What's the problem with these query?

Hello, I have these index:

{
    "my_collection_data": {
        "mappings": {
            "document_data_index": {
                "properties": {
                    "abstract": {
                        "type": "keyword"
                    },
                    "bibliographic_citation": {
                        "type": "keyword"
                    },
                    "contributor": {
                        "type": "keyword"
                    },
                    "datasets": {
                        "type": "nested",
                        "properties": {
                            "identifier": {
                                "type": "keyword"
                            },
                            "keywords": {
                                "type": "keyword"
                            },
                            "title": {
                                "type": "keyword"
                            }
                        }
                    },
                    "date_available": {
                        "type": "date"
                    },
                    "date_created": {
                        "type": "date"
                    },
                    "doc_format": {
                        "type": "keyword"
                    },
                    "file": {
                        "type": "keyword"
                    },
                    "identifier": {
                        "type": "keyword"
                    },
                    "license": {
                        "type": "keyword"
                    },
                    "subject": {
                        "type": "keyword"
                    },
                    "title": {
                        "type": "keyword"
                    }
                }
            }
        }
    }
}

I need to get all documents with datasets=XXXX, so I tried these query:

{
  "from": 0,
  "size": 10,
  "query": {
    "match_all": {
      "boost": 1
    }
  },
  "post_filter": {
    "terms": {
      "datasets": [
        "Tidbits"
      ],
      "boost": 1
    }
  },
  "_source": {
    "includes": [],
    "excludes": []
  },
  "aggregations": {
    "_filter_datasets": {
      "filter": {
        "match_all": {
          "boost": 1
        }
      },
      "aggregations": {
        "datasets": {
          "terms": {
            "field": "datasets",
            "size": 999,
            "min_doc_count": 1,
            "shard_min_doc_count": 0,
            "show_term_doc_count_error": false,
            "order": [
              {
                "_count": "desc"
              },
              {
                "_term": "asc"
              }
            ]
          }
        }
      }

    }
  },
  "highlight": {
    "fields": {
      "*": {}
    }
  }
}

It doesn't return any record...

What I'm doing wrong here?

regards

Your post filter is executing a terms query on the "datasets" field, but
that field is defined as a nested field in your mapping.
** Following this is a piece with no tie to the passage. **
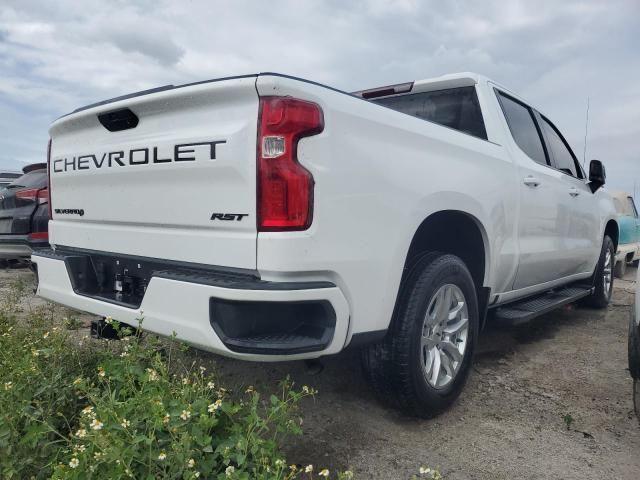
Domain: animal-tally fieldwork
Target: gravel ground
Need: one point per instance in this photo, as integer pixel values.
(509, 422)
You perhaps mean
datasets.keywords, datasets.title, etc.. Besides correcting the field, you
would need to wrap the terms query in a nested query.

Hi @Ivan

Thanks for your reply, but I really doesn't understand... can you give me a example?

P.S.: These query is genereated using elasticsearch-dsl for python... maybe something is wrong when I build my query..

If you provided an example document that should match (with the mapping
defined in the first post), perhaps we can help further.

Your filter is essentially:

"terms": {
  "datasets": [
    "Tidbits"
  ]
}

but your mapping defines the "datasets" fields as nested:

"datasets": {
"type": "nested",
"properties": {
...
}
}

Once again, example documents will help.

Cheers,

Ivan

Hi @Ivan
Here is the result with no filter:

{
    "title": [
        {
            "title": "doc1",
            "abstract": "doc1",
            "subject": "doc1",
            "contributor": "fellipe",
            "date_created": "2017-08-22T03:00:00Z",
            "date_available": "2017-08-22T03:00:00Z",
            "identifier": "doc1",
            "doc_format": "OTH",
            "file": "/media/documents/admin_at_admin_com-20170822160014.pdf",
            "license": "",
            "bibliographic_citation": "",
            "datasets": [
                {
                    "identifier": "Tidbits",
                    "title": "Tidbits"
                },
                {
                    "identifier": "170503 Hellen",
                    "title": "Aves do Brasil"
                },
                {
                    "identifier": "PeixesSulo",
                    "title": "Peixes do Sul do Brasil"
                },
                {
                    "identifier": "TesteCRT",
                    "title": "CRT"
                }
            ]
        }
    ],
    "facets": {
        "datasets": []
    }
}

Since you are filtering on a nested object, you will need to use a nested
query:

https://www.elastic.co/guide/en/elasticsearch/reference/current/query-dsl-nested-query.html

Since the fields of the datasets nested object are not analyzed (keyword),
the use of terms is correct, although a simple term query would work as
well. The query should look something like (not tested):

"post_filter": {
"nested": {
"path": "datasets",
"query": {
"terms": {
"datasets.identifier": [
"Tidbits"
]
}
}
}
}

There is a nested query on the "datasets" object and the terms query within
is on the datasets.identifier field.

Cheers,

Ivan

This topic was automatically closed 28 days after the last reply. New replies are no longer allowed.